Over the 75-minute class period, students debated the location, time, weapon of choice, getaway plan, difficulty of getting a terrorist team into the country, and behavioral patterns of the target, among other challenges posed by their professor and each other.
Their plan ended up being anything but intricate and sophisticated. They first settled on hitting the student-center dining room at lunchtime with a truck bomb. One student pointed out that another delivery truck could be blocking the narrow entrance. They then decided to use a suicide explosive vest.
“So we do get them thinking hard about how difficult it is to guarantee that something will actually come off,” said Kaufmann, who has taught at Lehigh for 20 years. “So what I hope they’ll get out of that particular exercise is an appreciation of why it is so little has happened. It’s not as easy as all the apocalyptic scenarios talk about.”
Kaufmann, whose research focuses on international security, ethnic conflict, nuclear weapons proliferation, and U.S. foreign policy, began teaching the course after 9/11 when interest peaked. He has offered it several times over the last decade. The course in the past has drawn more than 100 students, but this semester, for the first time, it is being taught as a freshman seminar, meaning its size is kept small. It draws students from a variety of majors, this semester political science, Spanish, graphic design, business, premed, and international relations.
The course covers topics from the reasons behind terrorism to its history over the last two centuries. It also explores issues such as the use of torture. Students are required to do a semester-long research project on a case study of political violence.
“It just completely blew my mind,” said William Hoelke, 18, of Sebastian, Fla. “It totally opened me up to a whole other side of the world and what really makes terrorists tick, the methods they use, and how they are truly passionate about the means they are trying to achieve.”
McKenzie Otus, 18, of San Francisco, said it was difficult to put herself in the place of a terrorist.
“We learned about women as suicide terrorists,” she said. “He asked all the girls, what would you do? Would you kill other people for your movement? It’s a tough question, because we’re, like, 18-year-old kids. It’s very thought-provoking and interesting.”
For the discussion on planning an attack, Kaufmann tells students to assume they have no network in the country, which was the case for the 9/11 attackers. They first plot as if it’s a suicide mission and then not, adding the dimension of having to cover tracks and escape.
The class discusses the goal of the attack and types of weapons.
“They often quickly come to the solution that the ideal weapon in terms of how much mess you can make in relation to difficulty of doing it is a truck bomb,” he said.
Kaufmann acknowledged that the exercise “may sound weird” but is nonetheless effective.

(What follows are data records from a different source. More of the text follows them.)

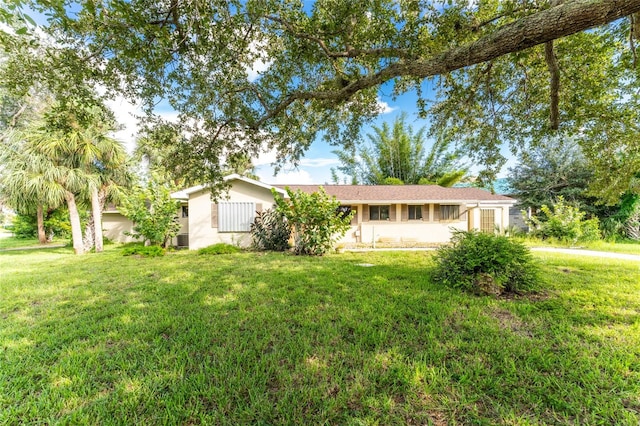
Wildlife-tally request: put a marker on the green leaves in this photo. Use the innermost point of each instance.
(485, 264)
(153, 212)
(314, 219)
(565, 223)
(397, 154)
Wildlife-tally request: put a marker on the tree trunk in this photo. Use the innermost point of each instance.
(88, 239)
(42, 236)
(96, 209)
(76, 228)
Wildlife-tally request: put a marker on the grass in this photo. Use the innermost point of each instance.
(627, 247)
(356, 338)
(14, 243)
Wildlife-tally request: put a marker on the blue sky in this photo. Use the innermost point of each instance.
(316, 165)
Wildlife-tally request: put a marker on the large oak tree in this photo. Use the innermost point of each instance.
(507, 71)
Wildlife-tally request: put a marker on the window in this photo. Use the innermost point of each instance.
(415, 212)
(378, 212)
(235, 217)
(449, 212)
(487, 220)
(343, 211)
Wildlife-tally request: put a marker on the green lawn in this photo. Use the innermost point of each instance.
(275, 339)
(8, 243)
(628, 247)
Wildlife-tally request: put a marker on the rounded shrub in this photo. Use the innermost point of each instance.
(484, 263)
(270, 230)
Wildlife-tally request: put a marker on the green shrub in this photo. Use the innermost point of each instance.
(56, 225)
(565, 223)
(220, 248)
(484, 263)
(270, 231)
(142, 250)
(315, 220)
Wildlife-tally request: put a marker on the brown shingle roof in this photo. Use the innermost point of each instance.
(402, 193)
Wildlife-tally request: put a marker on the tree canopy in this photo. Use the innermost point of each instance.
(396, 154)
(245, 75)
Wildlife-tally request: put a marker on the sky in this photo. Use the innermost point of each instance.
(315, 167)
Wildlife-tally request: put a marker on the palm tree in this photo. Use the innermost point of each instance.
(95, 158)
(29, 180)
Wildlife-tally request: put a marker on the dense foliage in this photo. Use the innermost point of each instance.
(484, 263)
(396, 155)
(314, 219)
(564, 222)
(56, 225)
(283, 73)
(554, 168)
(153, 212)
(270, 230)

“You can show them practically everything that ever happened, but black-and-white doesn’t impress people. But then you make them try to solve it themselves. Now they get it.”

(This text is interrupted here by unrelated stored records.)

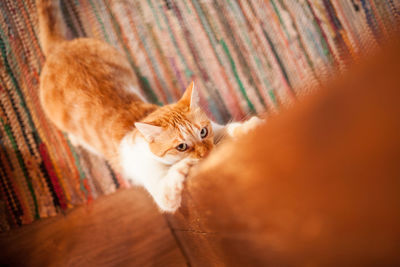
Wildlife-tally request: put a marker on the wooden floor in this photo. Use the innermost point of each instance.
(122, 229)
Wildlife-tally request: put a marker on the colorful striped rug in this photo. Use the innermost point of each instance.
(245, 57)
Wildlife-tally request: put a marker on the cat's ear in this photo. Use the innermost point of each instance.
(149, 132)
(190, 97)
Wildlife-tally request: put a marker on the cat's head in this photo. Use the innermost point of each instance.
(178, 130)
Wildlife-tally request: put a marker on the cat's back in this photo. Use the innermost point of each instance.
(89, 68)
(85, 79)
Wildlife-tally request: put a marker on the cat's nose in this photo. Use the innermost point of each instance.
(202, 151)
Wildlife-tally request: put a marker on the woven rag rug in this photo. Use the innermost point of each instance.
(245, 57)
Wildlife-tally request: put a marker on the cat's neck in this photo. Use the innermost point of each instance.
(136, 159)
(120, 124)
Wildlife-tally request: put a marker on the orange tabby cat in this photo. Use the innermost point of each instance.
(87, 89)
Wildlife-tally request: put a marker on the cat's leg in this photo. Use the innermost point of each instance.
(75, 141)
(234, 129)
(167, 192)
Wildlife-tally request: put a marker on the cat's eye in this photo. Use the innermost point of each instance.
(182, 147)
(204, 132)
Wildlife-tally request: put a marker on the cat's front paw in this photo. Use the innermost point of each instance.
(237, 129)
(170, 195)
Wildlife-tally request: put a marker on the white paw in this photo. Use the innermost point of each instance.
(170, 194)
(236, 129)
(74, 141)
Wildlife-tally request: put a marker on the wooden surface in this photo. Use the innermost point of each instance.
(122, 229)
(318, 185)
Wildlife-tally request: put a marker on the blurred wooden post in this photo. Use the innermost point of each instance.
(318, 185)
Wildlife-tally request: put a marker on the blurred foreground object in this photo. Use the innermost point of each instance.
(317, 185)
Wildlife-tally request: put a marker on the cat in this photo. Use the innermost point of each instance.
(87, 89)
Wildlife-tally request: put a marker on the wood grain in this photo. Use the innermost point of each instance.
(317, 185)
(122, 229)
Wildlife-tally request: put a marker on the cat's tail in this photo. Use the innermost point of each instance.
(50, 24)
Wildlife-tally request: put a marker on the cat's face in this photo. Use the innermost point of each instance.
(179, 130)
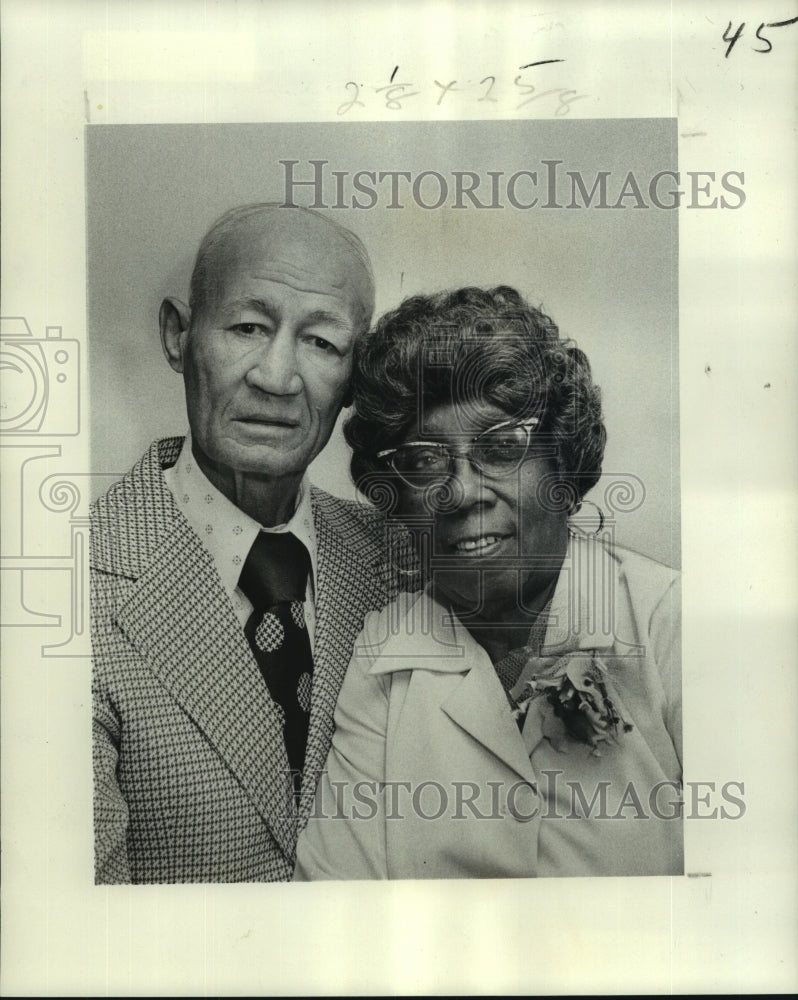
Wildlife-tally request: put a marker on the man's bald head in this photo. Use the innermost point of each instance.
(238, 234)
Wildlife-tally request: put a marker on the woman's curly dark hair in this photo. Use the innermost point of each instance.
(467, 345)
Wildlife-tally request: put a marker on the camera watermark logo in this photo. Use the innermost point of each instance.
(41, 381)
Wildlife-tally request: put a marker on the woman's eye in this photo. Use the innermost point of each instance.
(323, 345)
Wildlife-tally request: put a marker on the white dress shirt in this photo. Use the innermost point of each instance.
(228, 533)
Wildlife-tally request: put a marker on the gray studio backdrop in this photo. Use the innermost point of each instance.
(607, 276)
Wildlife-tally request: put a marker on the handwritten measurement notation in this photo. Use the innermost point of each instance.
(489, 90)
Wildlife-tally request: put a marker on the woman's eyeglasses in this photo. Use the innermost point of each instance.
(497, 451)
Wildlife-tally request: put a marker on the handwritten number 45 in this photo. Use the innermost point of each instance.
(732, 39)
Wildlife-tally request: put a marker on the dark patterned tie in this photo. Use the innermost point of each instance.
(274, 578)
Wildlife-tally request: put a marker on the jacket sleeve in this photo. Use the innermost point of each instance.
(345, 835)
(110, 809)
(665, 630)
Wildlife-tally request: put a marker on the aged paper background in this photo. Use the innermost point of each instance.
(731, 923)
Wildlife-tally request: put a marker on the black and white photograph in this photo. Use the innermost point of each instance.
(512, 704)
(397, 460)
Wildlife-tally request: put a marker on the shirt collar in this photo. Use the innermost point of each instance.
(226, 531)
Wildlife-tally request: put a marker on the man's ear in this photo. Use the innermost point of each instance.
(174, 320)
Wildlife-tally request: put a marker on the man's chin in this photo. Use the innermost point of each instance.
(263, 459)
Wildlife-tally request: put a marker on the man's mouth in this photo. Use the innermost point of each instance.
(478, 545)
(278, 422)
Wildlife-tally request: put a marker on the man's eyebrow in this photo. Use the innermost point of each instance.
(255, 304)
(330, 318)
(267, 308)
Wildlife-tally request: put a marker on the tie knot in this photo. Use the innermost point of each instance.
(275, 570)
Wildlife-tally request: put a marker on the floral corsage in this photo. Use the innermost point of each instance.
(578, 694)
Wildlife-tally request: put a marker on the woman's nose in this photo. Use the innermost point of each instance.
(275, 369)
(468, 481)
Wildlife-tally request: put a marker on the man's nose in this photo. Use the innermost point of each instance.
(275, 369)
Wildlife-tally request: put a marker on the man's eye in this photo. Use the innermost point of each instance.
(248, 328)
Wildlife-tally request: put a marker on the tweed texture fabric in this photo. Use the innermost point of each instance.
(192, 782)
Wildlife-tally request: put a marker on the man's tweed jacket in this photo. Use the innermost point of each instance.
(189, 759)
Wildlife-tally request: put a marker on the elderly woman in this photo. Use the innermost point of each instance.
(519, 715)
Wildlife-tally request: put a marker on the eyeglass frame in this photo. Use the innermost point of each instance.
(528, 426)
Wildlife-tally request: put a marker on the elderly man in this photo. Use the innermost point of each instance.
(226, 592)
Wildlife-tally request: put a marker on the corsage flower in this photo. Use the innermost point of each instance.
(577, 692)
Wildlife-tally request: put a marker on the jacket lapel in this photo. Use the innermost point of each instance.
(475, 701)
(348, 586)
(180, 619)
(177, 615)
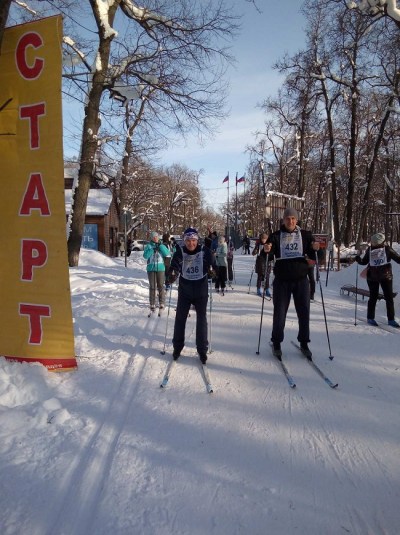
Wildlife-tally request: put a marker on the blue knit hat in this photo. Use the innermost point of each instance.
(191, 234)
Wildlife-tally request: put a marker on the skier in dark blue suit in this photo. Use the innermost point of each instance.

He emphasized that he isn’t passing on sensitive information to students.
“It’s the students’ common knowledge about Lehigh, and none of the modes of attack are things that haven’t gotten ferocious amounts of attention” in the news, he said.
He avoids questions such as what it takes to evade licensing requirements for blasting caps, he said. “I tell them, ‘We’re just going to skip that,’ ” he said.
Kaufmann also provides students with a tip sheet he developed on surviving terrorist attacks, from the use of a biological weapon to a kidnapping.